Can a Goldfish live in Alcohol? Alcohol is said to be dangerous for health, right? Then how comes goldfish are allowed to live in it when humans aren’t even allowed to drink it until they turn 18? Is this unfair to humans or are fish lives considered skimpier and not important enough to save?
Before we move on, I want to clear one misconception. A goldfish living in alcohol does not mean you take one out of its water bowl and place it into one full of alcohol. Rather, it means that goldfish produce their own alcohol which they survive in. This allows them to live longer than they should have.
So the next time a friend of yours brags about his goldfish that made it past the 2 month-anticipated death line, you know that is nothing to brag about.
Specifications about Goldfish
The most commonly known goldfish, the Carassius Gibelio, is a favorite pet of most human beings. It was a bright orange fish discovered many centuries ago, and still, the most commonly found and most cheaply bred goldfish. With time, other types were also discovered and now goldfishes come in all colors white, orange, red, brown, and black.
For many years, it was believed that goldfish had derived from the Crucian Carp discovered in 1758. Now, they are both considered each other’s cousins.
Following are a few specifications of goldfish:
|Life Span||10 to 20 years|
|Size||4 to 12 inches|
|Color||Yellow, orange, red, black, and white|
The normal life span of a goldfish
Usually, a goldfish can live up to 15 years. However, it is not surprising to see a 20-year-old goldfish, and here is why. Goldfish are compatible with waters of different temperatures. And if the temperature decreases to below their compatibility, they can still survive in it for a few months to a whole year.
Can a goldfish live in alcohol?
As mentioned earlier, a goldfish can live in alcohol. But this doesn’t mean they prefer to do so, rather they produce their own alcohol to survive.
How do goldfish produce alcohol?
According to scientists from different universities, goldfish do not produce alcohol until their life is threatened. And the only other thing threatening their life than larger fish is icy cold water. In icy cold waters, the oxygen level decreases to below zero, a habitat in which even human life is impossible.
As an alternative, goldfish start to break the carbohydrates present in their bodies. However, these carbohydrates come with the production of lactic acids, which are highly poisonous for fish. In order to survive the icy cold water and lack of oxygen, plus the presence of lactic acids, fish turn these acids into alcohol which serves as an environment for them to live in.
When scientists studied this surprising discovery in detail, they came to know that goldfish have two different sets of enzymes that help with the breaking of carbohydrates. One set is the same as any other species, while the other is activated only when the goldfish face an environment with insufficient oxygen.
Does this mean goldfish get drunk?
Surprisingly or unsurprisingly, the only thing common between a human and a goldfish is the fact that they both get drunk after taking in alcohol. In fact, a goldfish get drunk from about 55 millimeters to 100 millimeters, which is 5 times more than the drunk driving limit in many countries. Well, it is a good thing goldfish don’t drive, right?
How long can goldfish live in alcohol?
Generally, a goldfish’s life can be extended five to six months more after producing alcohol. However, even a goldfish will die if it lives in icy cold water for more than that. Even though the alcohol doesn’t cause the fish’s death, the longer it is exposed to harsh environments, the more will it have to produce alcohol, and the more it will use its energy. Eventually, it will run out of fuel and die.

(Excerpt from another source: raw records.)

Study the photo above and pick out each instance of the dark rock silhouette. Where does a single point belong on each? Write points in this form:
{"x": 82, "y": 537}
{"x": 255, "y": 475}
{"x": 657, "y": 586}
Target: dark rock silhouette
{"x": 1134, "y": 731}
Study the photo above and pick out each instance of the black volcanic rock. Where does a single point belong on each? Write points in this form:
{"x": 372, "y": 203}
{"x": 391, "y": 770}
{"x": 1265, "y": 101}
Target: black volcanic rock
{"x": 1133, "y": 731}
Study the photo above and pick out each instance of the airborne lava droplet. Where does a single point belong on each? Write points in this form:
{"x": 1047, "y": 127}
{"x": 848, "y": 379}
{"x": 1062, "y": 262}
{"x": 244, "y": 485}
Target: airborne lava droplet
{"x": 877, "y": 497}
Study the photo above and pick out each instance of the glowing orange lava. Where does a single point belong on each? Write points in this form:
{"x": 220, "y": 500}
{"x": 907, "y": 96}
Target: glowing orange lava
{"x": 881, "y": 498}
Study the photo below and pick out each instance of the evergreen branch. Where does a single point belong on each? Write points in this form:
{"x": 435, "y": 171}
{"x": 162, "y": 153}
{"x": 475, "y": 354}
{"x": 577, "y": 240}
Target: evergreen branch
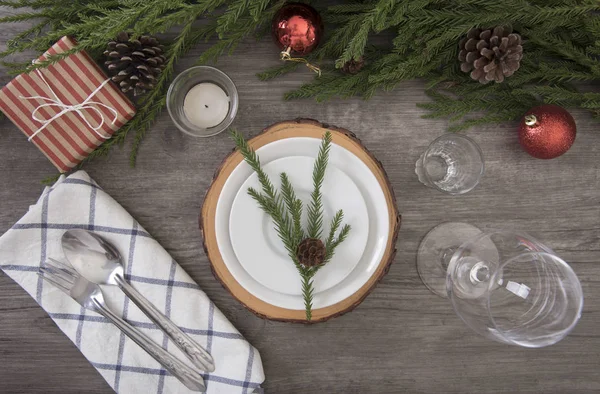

Beginning of the discovery
Researchers from the University of Oslo and the University of Liverpool have taken on them to study this complicated process. During this discovery, Dr. Michael Berenbrink said about goldfish,
“During their time in oxygen-free water in ice-covered ponds, which can last for several months in their northern European habitat, blood alcohol concentrations in crucian carp can reach more than 50 mg per 100 milliliters, which is above the drink drive limit in these countries.” He then added, “However, this is still a much better situation than filling up with lactic acid, which is the metabolic end product for other vertebrates, including humans, when devoid of oxygen.”
According to Dr. Cathrine Elisabeth Fagernes,
“This research emphasizes the role of whole genome duplications in the evolution of biological novelty and the adaptation of species to previously inhospitable environments. The ethanol production allows the crucian carp to be the only fish species surviving and exploiting these harsh environments, thereby avoiding competition and escaping predation by other fish species with which they normally interact in better-oxygenated waters.” She said, “It’s no wonder then that the crucian carp’s cousin the goldfish is arguably one of the most resilient pets under human care.”
Who knew such little creatures were more resilient than human beings might ever be? Being able to live in icy cold waters is one thing. Producing alcohol in place of oxygen to survive is a whole new level that humans might never be able to reach. So, respect a goldfish.